Well, former trader and man who has been trying really, really hard lately to keep from flipping the fuck out in his daily missives, Richard Breslow, is out with his latest and it’s a winner.

Richard’s Thursday piece touches on a variety of stories we’ve mentioned here over the past month, including the fact that the SNB is a giant hedge fund, and the fact that the largest SWF in the world is about to up its already high equity allocation to 70% (incidentally, you should really read that last linked piece – it’s important).

That, as Breslow puts it, means “equities have friends in high places,” which in turn means it’s probably not entirely logical to try and frame everything in terms of whether the BTFD crowd was or wasn’t… well … BTFDing on a given day.

That’s duly noted, but then again, it also underscores the idea that we are indeed operating under a regime that’s in a certain respect “tyrannical.” One of the things that makes it possible for these (essentially) price insensitive mammoths to keep plowing money into equities is the notion that stocks no longer fall. That’s one of the points we tried to make in our post on Norway.

Of course stocks do generally rise on a long enough time horizon, but at the end of the day it still feels like everyone (central banks, day traders, SWFs, the institutional crowd, the passive crowd, and the 2 and 20 crowd) are all just riding the same wave without realizing their own roll in creating the very same wave they’re riding.

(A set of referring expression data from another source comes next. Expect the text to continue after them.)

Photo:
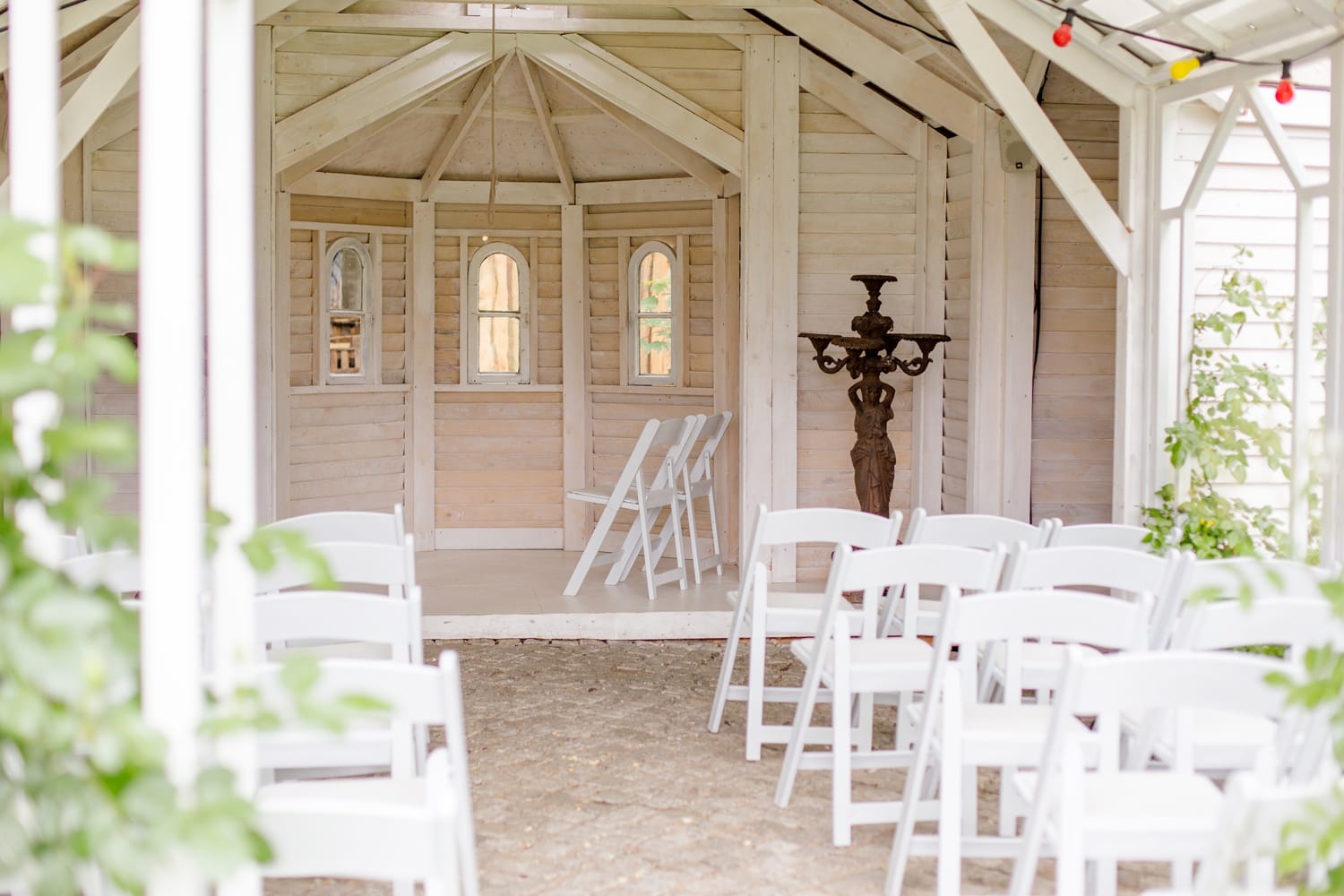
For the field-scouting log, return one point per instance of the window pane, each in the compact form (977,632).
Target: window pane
(499,284)
(655,282)
(347,285)
(499,344)
(344,344)
(655,346)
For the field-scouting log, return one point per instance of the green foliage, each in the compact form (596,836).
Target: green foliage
(1228,419)
(83,786)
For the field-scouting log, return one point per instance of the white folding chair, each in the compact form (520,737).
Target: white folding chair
(405,828)
(761,611)
(980,530)
(1093,535)
(959,734)
(632,493)
(1113,814)
(871,664)
(698,482)
(347,525)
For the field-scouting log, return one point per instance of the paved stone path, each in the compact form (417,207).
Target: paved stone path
(593,772)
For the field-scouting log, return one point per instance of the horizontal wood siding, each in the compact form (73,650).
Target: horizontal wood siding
(840,161)
(497,460)
(113,204)
(1074,390)
(347,450)
(956,376)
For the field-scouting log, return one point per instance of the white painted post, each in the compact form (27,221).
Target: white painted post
(231,281)
(35,196)
(171,383)
(1332,540)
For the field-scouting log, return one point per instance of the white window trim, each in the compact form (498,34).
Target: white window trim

Anyway, long live Richard Breslow. Here’s more…

Via Bloomberg

When most asset prices go up or down we talk in terms of some investing dynamic thesis. There’s a theory, a set of facts and forecasts and then we see how it plays out. What iron ore or wheat futures end up doing today affects the P/L, if you have a position, but it doesn’t validate your worth as a human being. Not so with equity prices. Especially indexes. It’s become a matter of principle to equate falling prices as proof that the investing citizenry is finally taking a stand against tyranny and rising prices as a craven capitulation. Looking at the markets through this prism is a logical consequence stemming from the seeming failure of more mundane analysis to explain what’s going on.